If the use of value-added modeling becomes widespread, what are the likely consequences? These models, particularly when used in a high-stakes accountability setting, may create strong incentives for teachers and administrators to change their behavior. The avowed intention is for educators to respond by working harder or by incorporating different teaching strategies to improve student achievement. However, perverse incentives may also be
created, resulting in unintended negative consequences. On one hand, for example, since a value-added system compares the performance of teachers relative to one another, it could reduce teacher cooperation within schools, depending on how the incentives are structured. On the other hand, if school-level value-added is rewarded, it can create a “free rider” problem whereby some shirkers benefit from the good work of their colleagues, without putting forth more effort themselves. Because the implementation of value-added models in education has so far been limited, there is not much evidence about their consequences. At the workshop, some clues as to how educators might respond were provided by the case of a program instituted in New York that used an adjusted status model to monitor the effectiveness of heart surgeons in the state’s hospitals. We provide below some examples of how value-added models have recently been used in education for various purposes.
SOME RECENT USES
Value-added models can be useful for conducting exploratory research on educational interventions because they aim to identify the contributions of certain programs, teachers, or schools when a true experimental design is not feasible.

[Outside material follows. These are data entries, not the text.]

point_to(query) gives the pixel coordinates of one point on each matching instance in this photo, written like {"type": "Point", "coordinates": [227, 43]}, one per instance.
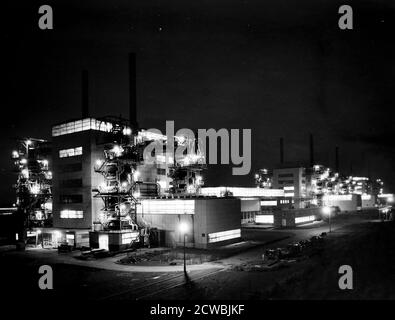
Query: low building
{"type": "Point", "coordinates": [210, 221]}
{"type": "Point", "coordinates": [345, 202]}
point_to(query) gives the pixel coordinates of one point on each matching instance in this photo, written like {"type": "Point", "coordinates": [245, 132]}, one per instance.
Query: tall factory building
{"type": "Point", "coordinates": [76, 146]}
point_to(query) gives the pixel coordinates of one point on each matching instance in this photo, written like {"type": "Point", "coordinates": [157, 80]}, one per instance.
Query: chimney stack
{"type": "Point", "coordinates": [311, 150]}
{"type": "Point", "coordinates": [281, 150]}
{"type": "Point", "coordinates": [85, 94]}
{"type": "Point", "coordinates": [132, 92]}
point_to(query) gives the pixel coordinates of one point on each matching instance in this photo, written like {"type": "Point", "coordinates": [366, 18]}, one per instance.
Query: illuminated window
{"type": "Point", "coordinates": [82, 125]}
{"type": "Point", "coordinates": [71, 183]}
{"type": "Point", "coordinates": [73, 198]}
{"type": "Point", "coordinates": [264, 218]}
{"type": "Point", "coordinates": [71, 214]}
{"type": "Point", "coordinates": [176, 206]}
{"type": "Point", "coordinates": [128, 237]}
{"type": "Point", "coordinates": [64, 153]}
{"type": "Point", "coordinates": [268, 203]}
{"type": "Point", "coordinates": [304, 219]}
{"type": "Point", "coordinates": [224, 235]}
{"type": "Point", "coordinates": [242, 192]}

Workshop presenter John Easton has been studying school reform in Chicago for about 20 years. He and his colleagues used surveys of educators to identify essential supports for school success (inclusive leadership, parents’ community ties, professional capacity, student-centered learning climate, and ambitious instruction). The team then used a value-added analysis to provide empirical evidence that these fundamentals were indeed strongly associated with school effectiveness. As a result of this research, the Chicago Public School system has adopted these essential supports as its “five fundamentals for school success” (Easton, 2008).

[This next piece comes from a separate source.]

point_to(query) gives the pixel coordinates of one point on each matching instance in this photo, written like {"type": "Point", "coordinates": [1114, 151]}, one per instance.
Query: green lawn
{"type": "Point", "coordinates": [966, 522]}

Value-added models have also been used by researchers to gauge the relationship of various teacher qualifications (such as licensure, certification, years of experience, advanced degrees) to student progress. Workshop discussant Helen Ladd described her research, which applied a value-added model to data from North Carolina to explore the relationship between teacher credentials and students’ performance on end-of-course exams at the high school level (Clotfelter, Ladd, and Vigdor, 2007). The researchers found that teacher credentials are positively correlated with student achievement. One problem Ladd’s studies identified is that teachers with weaker credentials were concentrated in higher poverty schools, and the apparent effects of having low-credentialed teachers in
high school was great, particularly for African American students: “We conclude that if the teachers assigned to black students had the same credentials on average as those assigned to white students, the achievement difference between black and white students would be reduced by about one third” (Clotfelter, Ladd, and Vigdor, 2007, p. 38).
Easton argued that more research studies are needed using value-added models, as an essential first step in exploring their possible uses for accountability or other high-stakes purposes. “The more widely circulated research using value-added metrics as outcomes there is, the more understanding there will be about [how] they can be used most successfully and what their limits are” (Easton, 2008, p. 9).

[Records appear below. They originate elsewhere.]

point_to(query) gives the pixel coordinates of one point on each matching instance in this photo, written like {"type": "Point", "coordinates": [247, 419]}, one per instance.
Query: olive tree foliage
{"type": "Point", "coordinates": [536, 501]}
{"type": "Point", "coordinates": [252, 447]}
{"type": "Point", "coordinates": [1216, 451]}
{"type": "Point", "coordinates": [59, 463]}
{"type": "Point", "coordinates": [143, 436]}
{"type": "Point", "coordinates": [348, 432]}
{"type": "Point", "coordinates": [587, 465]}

School or Teacher Improvement
Value-added models are intended to help identify schools or teachers as more effective or less effective, as well as the areas in which they are differentially effective. Ideally, that can lead to further investigation and, ultimately, the adoption of improved instructional strategies. Value-added results might be used by teachers for self-improvement or target setting. At the school level, they might be used along with other measures to help identify the subjects, grades, and groups of students for which the school is adding most value and where improvement is needed. Value-added analyses of the relationships between school inputs and school performance could suggest which strategies are most productive, leading to ongoing policy adjustments and reallocation of resources. The models might also be used to create projections of school performance that can assist in planning, resource allocation, and decision making. In these ways, value-added results could be used by teachers and schools as an early warning signal.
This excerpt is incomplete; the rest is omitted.